In bold and plain language, Roosevelt's declaration raises many of the broad questions underlying any discussion of freedom. This lesson will introduce students to some of the rudiments of political theory embedded within FDR's vision.
The tone set by FDR in his "Four Freedoms" speech has been imitated by his successors and by his counterparts in other countries. Students today are so accustomed to hearing freedom invoked rhetorically as a matter of course that the word sometimes signifies little more than something to feel vaguely good about. This lesson will examine some of the nuances, vagaries, and ambiguities inherent in the rhetorical use of "freedom." The objective is to encourage students to glimpse the broad range of hopes and aspirations that are expressed in the call of—and for—freedom.
NOTE: This lesson may be taught by itself, or it may serve to introduce or complement lessons on any of the books included in the We the People Bookshelf on Freedom. For a brief overview of lesson plans that may be used in conjunction with the We the People Bookshelf on Freedom, please consult EDSITEment's July 2004 Spotlight.
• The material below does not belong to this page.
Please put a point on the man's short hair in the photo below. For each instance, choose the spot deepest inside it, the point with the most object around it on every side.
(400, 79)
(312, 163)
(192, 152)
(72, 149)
What does FDR's "Four Freedoms" speech reveal about the variety of different attitudes, priorities, and political philosophies encompassed by the word "freedom"?
Students will become familiar with the substance, context, subtext, and significance of the most famous portion of Franklin Delano Roosevelt's 1941 State of the Union Address.
Students will understand the influence of political rhetoric and oratory on the ongoing process of refining our definitions of "freedom."
Students will be able to explain, on a very rudimentary level, longstanding theoretical debates over the scope and meaning of freedom.
Students will be able to locate FDR, the United States Constitution, and their own attitudes within the context of these debates.